William Harris' obituary said that when the British laid down their arms, the men cried out, “they've surrendered.”
And was there any voice that quivered with more emotion on the battlefield that day than William Harris'? For who had seen more of that bloody, wrenching Revolutionary War than William Harris, other than Washington himself. Very few, I dare say. Very few.
But that still is not the end of the story. Two years after Yorktown, William Harris came to Wilkes County, to the upper Yadkin Valley, and started a new life. He settled on Sandy Creek at Stone Mountain. When I'm at the state park's campground there, I look out from the bridge over Sandy Creek and I can imagine his log cabin, his children running and playing, his corn in the field and his stock in their pens.
Later in life William Harris came to Big Elkin Creek. One of his daughters, Lucy, built a farm along with her husband, Daniel. They reared a grandson, Preacher Fields, namesake of the road today that leads to the old Fields Farm.
William Harris was buried in a Fields family cemetery overlooking historic Carter Falls, where a Wilkes County park began in 2017. The refurbished cemetery will become a point of interest on the N.C. Mountains-To-Sea Trail after the Elkin Valley Trails Association builds its Bridge of Dreams over Big Elkin Creek in the park and the trail is rerouted through the park and past the William Harris grave.

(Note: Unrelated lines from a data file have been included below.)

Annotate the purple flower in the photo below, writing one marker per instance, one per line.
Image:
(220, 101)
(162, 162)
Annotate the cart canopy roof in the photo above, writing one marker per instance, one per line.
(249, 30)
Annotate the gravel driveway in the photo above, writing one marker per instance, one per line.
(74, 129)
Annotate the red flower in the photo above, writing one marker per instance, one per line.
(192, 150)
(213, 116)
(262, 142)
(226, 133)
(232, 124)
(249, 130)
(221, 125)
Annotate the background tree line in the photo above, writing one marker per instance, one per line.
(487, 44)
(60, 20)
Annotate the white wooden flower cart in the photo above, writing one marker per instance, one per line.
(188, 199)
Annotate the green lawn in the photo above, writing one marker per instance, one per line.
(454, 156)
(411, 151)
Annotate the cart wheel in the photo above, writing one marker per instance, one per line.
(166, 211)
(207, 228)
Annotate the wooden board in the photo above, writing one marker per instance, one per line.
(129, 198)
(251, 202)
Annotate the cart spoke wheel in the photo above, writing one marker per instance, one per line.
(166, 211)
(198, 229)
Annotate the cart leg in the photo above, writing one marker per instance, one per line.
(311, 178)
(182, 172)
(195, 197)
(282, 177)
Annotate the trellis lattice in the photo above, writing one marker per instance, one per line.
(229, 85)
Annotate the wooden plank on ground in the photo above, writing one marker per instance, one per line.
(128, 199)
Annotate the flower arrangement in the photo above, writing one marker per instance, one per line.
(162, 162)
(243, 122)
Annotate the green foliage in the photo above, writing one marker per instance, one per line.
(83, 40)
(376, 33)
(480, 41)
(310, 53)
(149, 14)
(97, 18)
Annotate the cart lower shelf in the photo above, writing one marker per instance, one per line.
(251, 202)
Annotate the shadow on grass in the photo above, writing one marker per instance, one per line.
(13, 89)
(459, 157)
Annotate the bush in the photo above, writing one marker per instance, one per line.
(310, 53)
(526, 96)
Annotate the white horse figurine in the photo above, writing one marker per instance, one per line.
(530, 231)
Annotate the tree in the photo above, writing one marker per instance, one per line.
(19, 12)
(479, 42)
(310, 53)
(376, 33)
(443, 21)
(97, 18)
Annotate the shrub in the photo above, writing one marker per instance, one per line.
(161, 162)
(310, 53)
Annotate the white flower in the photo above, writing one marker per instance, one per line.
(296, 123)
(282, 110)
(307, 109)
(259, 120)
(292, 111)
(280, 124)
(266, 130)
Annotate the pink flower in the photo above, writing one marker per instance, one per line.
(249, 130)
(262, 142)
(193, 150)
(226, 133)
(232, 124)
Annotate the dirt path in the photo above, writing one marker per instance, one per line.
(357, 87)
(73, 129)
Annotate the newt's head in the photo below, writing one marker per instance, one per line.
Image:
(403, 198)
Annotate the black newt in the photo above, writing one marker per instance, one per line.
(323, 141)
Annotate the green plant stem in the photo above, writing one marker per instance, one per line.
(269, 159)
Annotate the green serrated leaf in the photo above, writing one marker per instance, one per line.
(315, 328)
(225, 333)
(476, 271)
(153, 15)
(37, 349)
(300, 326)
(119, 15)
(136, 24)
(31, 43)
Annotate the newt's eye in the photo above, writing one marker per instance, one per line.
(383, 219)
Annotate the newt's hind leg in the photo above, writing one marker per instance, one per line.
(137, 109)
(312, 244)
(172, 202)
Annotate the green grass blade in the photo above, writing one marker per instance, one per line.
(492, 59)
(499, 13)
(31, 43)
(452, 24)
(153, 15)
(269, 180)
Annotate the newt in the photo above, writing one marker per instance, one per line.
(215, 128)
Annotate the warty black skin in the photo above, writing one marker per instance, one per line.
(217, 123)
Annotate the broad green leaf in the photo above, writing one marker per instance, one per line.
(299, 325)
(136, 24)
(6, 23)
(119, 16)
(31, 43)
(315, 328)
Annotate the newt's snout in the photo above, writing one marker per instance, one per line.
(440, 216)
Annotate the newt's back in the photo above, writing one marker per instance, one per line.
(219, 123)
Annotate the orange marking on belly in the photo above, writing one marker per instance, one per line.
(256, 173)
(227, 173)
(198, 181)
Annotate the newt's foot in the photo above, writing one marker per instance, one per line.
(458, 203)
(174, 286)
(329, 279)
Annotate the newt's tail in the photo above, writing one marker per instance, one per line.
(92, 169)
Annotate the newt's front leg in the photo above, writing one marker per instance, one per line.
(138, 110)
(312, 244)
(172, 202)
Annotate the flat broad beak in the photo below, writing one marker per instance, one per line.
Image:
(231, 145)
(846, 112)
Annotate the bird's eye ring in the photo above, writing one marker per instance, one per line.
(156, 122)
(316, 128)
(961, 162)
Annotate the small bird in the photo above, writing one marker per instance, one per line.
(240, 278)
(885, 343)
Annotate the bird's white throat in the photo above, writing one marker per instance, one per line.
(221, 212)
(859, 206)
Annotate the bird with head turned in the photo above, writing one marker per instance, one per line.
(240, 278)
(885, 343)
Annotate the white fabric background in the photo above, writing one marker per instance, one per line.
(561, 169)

“We earnestly trust,” William Harris' obituary said, “that his long life (of 96 years), devoted to his Country and to God, has but ended to commence another brighter and happier existence in that world where the happy spirits sing the song of Moses and the Lamb.”
William Harris left “a glorious inheritance to after ages,” his obituary said. And that's us. We are that inheritance. We enjoy an inheritance of freedom and liberty, thanks to William Harris and the other Patriots.